Escucha este artículo
Audio generado con IA de Google
0:00
/
0:00
David no está en su apartamento. Nos hemos citado para saquear su biblioteca, pero él ya no vive acá. Tuvo que emigrar a un edificio con rampas y ascensor, igual que su vecina del piso de arriba, la poeta Maruja Vieira.
Sentado en la escalinata, mientras espero que llegue Rita, su compañera, recuerdo las veces que subí estos peldaños para visitarlo. Eran veladas maratónicas donde nos prodigaba su atención, su charla, su cava, su música, su despensa y su sabiduría. En cualquier momento, si el tema lo ameritaba, se levantaba de la poltrona y acudía a algún estante en busca del pasaje o la estrofa que quería compartir.
Rita llega con Pablo, un alumno que le colaboró a David en la tarea de preparar la segunda edición de su Historia de la crítica literaria en Colombia. Entramos al apartamento. De pie, en medio de la sala donde ya no están los retratos de Joyce y Proust ni las viñetas tangueras de Hermenegildo Sábat, Rita nos ratifica que el círculo íntimo del maestro, con su consentimiento, ha dispuesto repartir ejemplares de su biblioteca entre algunos de sus seres más cercanos, como una forma de preservar y diseminar su legado.
Después, en la habitación donde él escribía y dormía rodeado por los anaqueles más preciados de su colección (en la que estuve contadas veces, para ver en su TV algún triunfo del Barça o una derrota del Medellín), Rita nos entrega un par de cajas y sale del cuarto para que demos inicio al saqueo.
Encarar un trance de tal magnitud a palo seco es imposible, así que voy a la tienda por cervezas y brindamos a la salud de nuestro padre y maestro mágico, liróforo celeste. Luego, Pablo se interna en los entrepaños políglotas de la poesía europea, y yo, en los de la narrativa y la poesía latinoamericanas. Reencuentro más de un tesoro que David alguna vez me prestó, con el índice en alto y la perentoria advertencia: “¡Me lo devuelve!”.
Casual, o causalmente, ese día aparece una columna donde Ana Cristina Restrepo, sobrina suya, destaca lo que entrañaba pasar por el filo intelectual de “semejante cuchilla”. Varias personas le responden y se precian, como nosotros, del privilegio de haber asistido a las clases de su tío y vivir para contarlo.

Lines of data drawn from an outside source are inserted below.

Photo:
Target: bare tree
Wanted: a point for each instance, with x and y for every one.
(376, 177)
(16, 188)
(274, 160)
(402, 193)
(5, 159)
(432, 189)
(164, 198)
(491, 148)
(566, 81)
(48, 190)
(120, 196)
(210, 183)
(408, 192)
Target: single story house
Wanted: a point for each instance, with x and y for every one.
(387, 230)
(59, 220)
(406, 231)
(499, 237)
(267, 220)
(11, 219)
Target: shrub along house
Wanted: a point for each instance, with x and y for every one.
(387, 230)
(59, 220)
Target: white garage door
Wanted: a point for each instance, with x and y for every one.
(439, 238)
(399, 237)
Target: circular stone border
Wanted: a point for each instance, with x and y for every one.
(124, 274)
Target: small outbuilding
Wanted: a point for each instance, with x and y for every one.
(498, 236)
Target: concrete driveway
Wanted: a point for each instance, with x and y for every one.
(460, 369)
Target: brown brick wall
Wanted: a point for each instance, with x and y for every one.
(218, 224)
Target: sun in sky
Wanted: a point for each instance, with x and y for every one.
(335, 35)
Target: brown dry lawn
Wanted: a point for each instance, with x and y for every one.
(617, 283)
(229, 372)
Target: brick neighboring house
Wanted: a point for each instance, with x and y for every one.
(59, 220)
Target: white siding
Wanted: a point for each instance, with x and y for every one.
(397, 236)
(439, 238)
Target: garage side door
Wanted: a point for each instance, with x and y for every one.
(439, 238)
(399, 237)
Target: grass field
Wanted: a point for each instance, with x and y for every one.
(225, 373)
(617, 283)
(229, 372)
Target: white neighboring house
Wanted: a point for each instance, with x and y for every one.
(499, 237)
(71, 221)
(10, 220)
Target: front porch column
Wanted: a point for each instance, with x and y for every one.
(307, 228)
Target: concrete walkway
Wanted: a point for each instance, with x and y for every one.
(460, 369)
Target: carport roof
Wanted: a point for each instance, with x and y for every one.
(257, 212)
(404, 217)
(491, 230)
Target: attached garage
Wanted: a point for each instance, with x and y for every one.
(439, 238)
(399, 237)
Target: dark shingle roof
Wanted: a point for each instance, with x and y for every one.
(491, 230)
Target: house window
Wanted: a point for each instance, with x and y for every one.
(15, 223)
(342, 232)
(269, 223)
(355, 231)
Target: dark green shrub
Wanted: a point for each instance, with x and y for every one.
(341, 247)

Al terminar de llenar las cajas, veo que Pablo ha desplegado los libros de su preferencia sobre el colchón del maestro. Atónito, leo los títulos armando un cadáver exquisito. La escena me resulta más perturbadora que el encuentro fortuito de una máquina de coser y un paraguas sobre una mesa de disección.
Tras horas de agridulce labor, salimos a almorzar. Pablo nos invita a un restaurante que David frecuentaba. Rehacemos el trayecto que a él le gustaba recorrer. Nos sentamos a la mesa donde cenaron con Rita la última vez. No dejamos de tenerlo presente. El corazón me da un vuelco al caer en cuenta de que allí mismo, en La Poularde, treinta años atrás, me agasajó cuando recibí el premio de poesía joven de Colcultura. Rita comenta que a él le preocupaba el hecho de que yo hubiera resuelto volverme poeta en un mundo incapaz de valorar la poesía.
De vuelta en el apartamento para completar el botín, reviso los estantes de los ensayistas. Ahí me topo con Steiner, quien afirma que un intelectual es “muy simplemente, un ser humano que tiene un lápiz en su mano cuando lee un libro”. Me topo con Barthes, quien nos inculcó que, para un verdadero escritor, el lenguaje es, ante todo, el reto primero, siempre un problema. En eso llegan Patricia y William, quienes han dado continuidad al proyecto académico de David en el Departamento de Literatura de la Universidad Nacional, fieles al enfoque de historia, teoría y crítica que estructura nuestra carrera.
Cuando Pablo termina de embalar sus cajas, dice que deberíamos diseñar un exlibris para identificar los libros del maestro. A ese exlibris yo le pondría un sol y un árbol, invocando los verbos emblemáticos de su existencia: iluminar, esclarecer, sembrar y contemplar. Pablo añade que piensa armar una sección especial en su biblioteca con la herencia que acaba de recibir.
Coincido con él y empiezo a anticipar, con gratitud infinita, cómo albergar en casa las joyas del fondo David Jiménez Panesso.